Load data into carbondata executors distributed unevenly

Posted by a on
URL: http://apache-carbondata-dev-mailing-list-archive.168.s1.nabble.com/Load-data-into-carbondata-executors-distributed-unevenly-tp9831.html

Hello!

Test result:
When I load csv data into carbondata table 3 times,the executors distributed unevenly。My  purpose is one node one task,but the result is some node has 2 task and some node has no task。
See the load data 1.png,data 2.png,data 3.png。
The carbondata data.PNG is the data structure in hadoop.

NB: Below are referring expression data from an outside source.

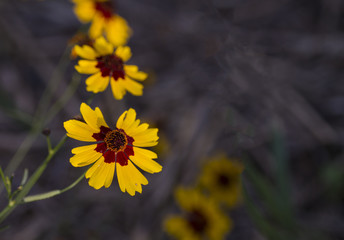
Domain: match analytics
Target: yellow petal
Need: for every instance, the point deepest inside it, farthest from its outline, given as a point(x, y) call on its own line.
point(84, 148)
point(129, 119)
point(145, 144)
point(120, 120)
point(94, 167)
point(141, 128)
point(131, 68)
point(110, 175)
point(148, 135)
point(136, 177)
point(97, 26)
point(86, 52)
point(103, 47)
point(87, 67)
point(84, 10)
point(117, 88)
point(98, 178)
point(101, 120)
point(133, 87)
point(145, 152)
point(132, 71)
point(123, 180)
point(89, 116)
point(145, 163)
point(97, 83)
point(123, 52)
point(85, 158)
point(79, 130)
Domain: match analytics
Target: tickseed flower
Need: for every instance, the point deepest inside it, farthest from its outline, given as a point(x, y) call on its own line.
point(104, 20)
point(107, 65)
point(221, 178)
point(202, 218)
point(113, 149)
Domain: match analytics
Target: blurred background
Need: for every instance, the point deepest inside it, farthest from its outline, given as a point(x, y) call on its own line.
point(260, 80)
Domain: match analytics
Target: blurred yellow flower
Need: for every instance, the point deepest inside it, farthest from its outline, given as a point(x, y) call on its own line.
point(201, 219)
point(104, 20)
point(114, 149)
point(221, 178)
point(107, 65)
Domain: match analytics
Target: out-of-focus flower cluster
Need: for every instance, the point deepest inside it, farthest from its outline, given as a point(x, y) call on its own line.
point(206, 206)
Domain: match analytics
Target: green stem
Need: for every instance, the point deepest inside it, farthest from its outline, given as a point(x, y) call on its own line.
point(31, 182)
point(49, 144)
point(51, 194)
point(38, 126)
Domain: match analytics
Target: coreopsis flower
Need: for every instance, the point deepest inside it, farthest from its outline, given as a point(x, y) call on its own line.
point(104, 20)
point(106, 64)
point(221, 178)
point(201, 218)
point(113, 149)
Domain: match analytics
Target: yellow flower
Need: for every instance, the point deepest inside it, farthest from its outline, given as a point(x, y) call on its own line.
point(202, 218)
point(101, 13)
point(221, 178)
point(113, 149)
point(107, 65)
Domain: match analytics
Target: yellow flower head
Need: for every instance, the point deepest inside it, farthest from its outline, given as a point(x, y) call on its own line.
point(113, 149)
point(221, 178)
point(202, 218)
point(107, 65)
point(104, 20)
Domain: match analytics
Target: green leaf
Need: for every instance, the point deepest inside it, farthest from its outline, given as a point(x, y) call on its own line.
point(25, 177)
point(41, 196)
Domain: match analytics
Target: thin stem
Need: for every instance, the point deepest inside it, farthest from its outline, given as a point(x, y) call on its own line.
point(49, 144)
point(31, 182)
point(51, 194)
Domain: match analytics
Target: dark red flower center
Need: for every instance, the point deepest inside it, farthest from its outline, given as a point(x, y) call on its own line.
point(111, 65)
point(197, 220)
point(115, 140)
point(223, 180)
point(115, 145)
point(105, 8)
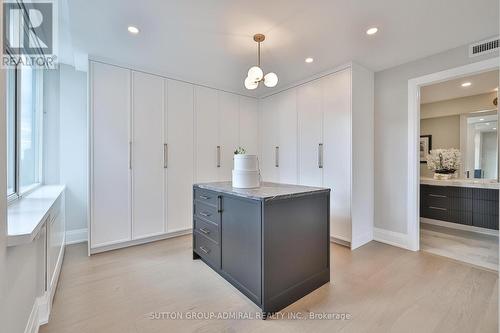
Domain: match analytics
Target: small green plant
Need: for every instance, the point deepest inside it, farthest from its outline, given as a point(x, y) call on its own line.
point(240, 151)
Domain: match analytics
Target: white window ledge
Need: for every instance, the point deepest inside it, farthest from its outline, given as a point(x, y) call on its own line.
point(26, 217)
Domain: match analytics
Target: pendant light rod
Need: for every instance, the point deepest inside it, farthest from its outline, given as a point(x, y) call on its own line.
point(259, 38)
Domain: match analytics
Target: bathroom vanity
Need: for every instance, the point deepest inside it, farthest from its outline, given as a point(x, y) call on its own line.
point(470, 202)
point(271, 243)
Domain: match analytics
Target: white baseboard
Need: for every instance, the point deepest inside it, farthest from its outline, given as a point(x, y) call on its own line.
point(459, 226)
point(76, 236)
point(341, 241)
point(33, 325)
point(140, 241)
point(391, 237)
point(361, 240)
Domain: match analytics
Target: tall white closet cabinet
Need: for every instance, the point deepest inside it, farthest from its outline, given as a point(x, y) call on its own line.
point(333, 137)
point(150, 139)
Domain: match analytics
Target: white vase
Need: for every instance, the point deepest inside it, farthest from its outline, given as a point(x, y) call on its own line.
point(246, 172)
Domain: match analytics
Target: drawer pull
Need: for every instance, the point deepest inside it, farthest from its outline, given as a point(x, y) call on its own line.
point(438, 208)
point(205, 231)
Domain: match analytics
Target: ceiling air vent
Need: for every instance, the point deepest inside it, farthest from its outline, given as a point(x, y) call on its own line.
point(483, 47)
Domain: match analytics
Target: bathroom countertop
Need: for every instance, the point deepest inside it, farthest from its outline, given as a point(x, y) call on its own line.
point(475, 183)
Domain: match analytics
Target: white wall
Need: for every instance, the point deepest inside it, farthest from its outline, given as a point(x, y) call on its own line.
point(65, 140)
point(391, 132)
point(445, 133)
point(3, 189)
point(51, 126)
point(458, 106)
point(73, 145)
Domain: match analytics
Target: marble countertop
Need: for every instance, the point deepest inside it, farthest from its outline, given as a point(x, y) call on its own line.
point(26, 216)
point(475, 183)
point(267, 191)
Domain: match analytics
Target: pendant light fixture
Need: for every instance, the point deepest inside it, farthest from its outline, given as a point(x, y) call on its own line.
point(255, 73)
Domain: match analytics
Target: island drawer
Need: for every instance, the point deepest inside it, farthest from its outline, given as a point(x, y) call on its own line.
point(205, 196)
point(206, 212)
point(209, 229)
point(207, 249)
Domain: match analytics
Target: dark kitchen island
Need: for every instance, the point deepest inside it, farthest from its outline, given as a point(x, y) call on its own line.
point(272, 242)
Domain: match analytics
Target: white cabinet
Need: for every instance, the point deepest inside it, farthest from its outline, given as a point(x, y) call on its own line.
point(148, 183)
point(180, 166)
point(310, 128)
point(249, 125)
point(110, 163)
point(279, 138)
point(269, 151)
point(150, 138)
point(286, 106)
point(334, 131)
point(228, 133)
point(207, 138)
point(217, 133)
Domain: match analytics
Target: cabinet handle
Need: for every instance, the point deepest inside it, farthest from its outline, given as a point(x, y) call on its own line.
point(438, 208)
point(205, 231)
point(277, 156)
point(219, 204)
point(320, 156)
point(437, 195)
point(165, 155)
point(218, 156)
point(130, 155)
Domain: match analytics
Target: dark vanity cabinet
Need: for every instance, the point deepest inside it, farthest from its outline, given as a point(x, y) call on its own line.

I load 4 0000 0000 records into carbondata table takes 2629s seconds,its too long。

Question:
How can i make the executors distributed evenly ?

The environment
spark2.1+carbondata1.1,there are 7 datanodes.

./bin/spark-shell   \
--master yarn \
--deploy-mode client  \
--num-executors n \ (the first time is 7(result in load data 1.png),the second time is 6(result in load data 2.png),the three time is 8(result in load data3.png))
--executor-cores 10 \
--executor-memory 40G \
--driver-memory 8G \

carbon.properties
######## DataLoading Configuration ########
carbon.sort.file.buffer.size=20
carbon.graph.rowset.size=10000
carbon.number.of.cores.while.loading=10
carbon.sort.size=50000
carbon.number.of.cores.while.compacting=10
carbon.number.of.cores=10

Best regards!